24 Apr 2015

Happy birthday, Hubble - NASA

10:50 am on 24 April 2015

NASA has marked the silver anniversary of the Hubble Space Telescope with fireworks of a celestial kind, conveyed by the orbiting observatory itself.

To commemorate Hubble's launch on 24 April 1990, NASA has released images - including a three-dimensional visualisation in video form - of the Westerlund 2 cluster, located about 20,000 light-years away in the constellation Carina.

"This is really an exciting week for astronomers and people who love astronomy all over the world," Hubble scientist Jennifer Wiseman said during an anniversary celebration in Washington, DC.

From its orbital perch 547 kilometres above Earth, Hubble's sharp eye can distinguish individual stars in the cluster, which is teeming with about 3000 newborns.

With its infrared vision, Hubble also can peep inside cocoons of dust and gas where even more stars are forming.

Learning about the lifecycle of stars was one of the reasons Hubble was built.
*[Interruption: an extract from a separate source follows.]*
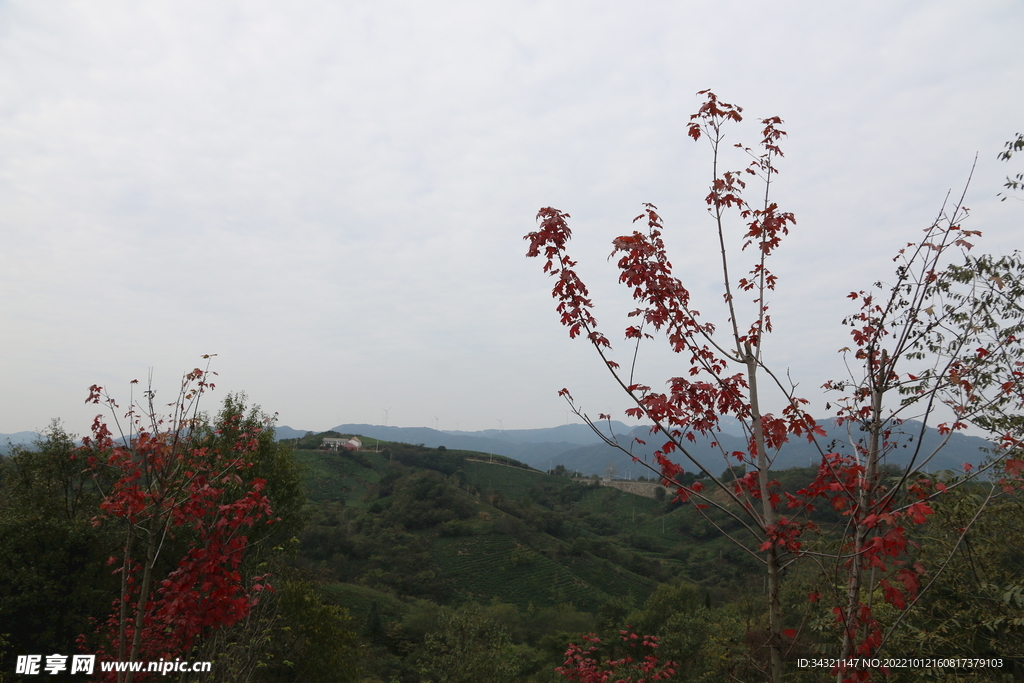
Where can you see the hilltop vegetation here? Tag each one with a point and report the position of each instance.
(414, 564)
By operating above distortions and blocking effects of Earth's atmosphere, astronomers hoped to look farther back in time, at generations of stars and galaxies that formed closer to the Big Bang, some 13.7 billion years ago.
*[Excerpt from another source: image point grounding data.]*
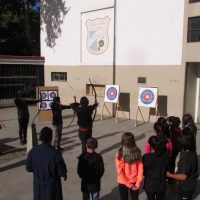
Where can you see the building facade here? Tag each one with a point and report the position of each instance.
(154, 43)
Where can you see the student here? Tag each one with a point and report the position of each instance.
(90, 170)
(22, 103)
(47, 166)
(186, 171)
(188, 122)
(129, 167)
(84, 113)
(57, 121)
(155, 167)
(159, 131)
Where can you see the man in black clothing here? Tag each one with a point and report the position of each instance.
(90, 170)
(57, 121)
(23, 114)
(47, 165)
(186, 171)
(84, 113)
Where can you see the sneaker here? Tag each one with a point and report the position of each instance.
(60, 148)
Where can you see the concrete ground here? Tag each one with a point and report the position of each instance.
(17, 184)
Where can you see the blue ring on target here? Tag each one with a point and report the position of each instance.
(43, 95)
(111, 93)
(52, 94)
(43, 105)
(147, 97)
NASA administrator and former astronaut Charlie Bolden, who was the pilot on the mission that launched Hubble, said he "never thought it would last this long".

Many of the telescope's most important discoveries turned out to be in areas that did not even exist when it was launched.

Hubble's observations of a particular kind of exploded star helped astronomers realise that the pace of the universe's expansion is ramping up, propelled by some unknown force referred to as "dark energy".

Hubble also has imaged a planet beyond the solar system and scanned other planets' atmospheres for telltale chemical fingerprints. The first so-called exoplanet was discovered in 1992, two years after Hubble's launch.

"Hubble has fundamentally changed our human understanding of our universe," Mr Bolden said.

NASA hopes to keep Hubble operating through 2020 to overlap with its infrared successor, the James Webb Space Telescope, due to launch in October 2018.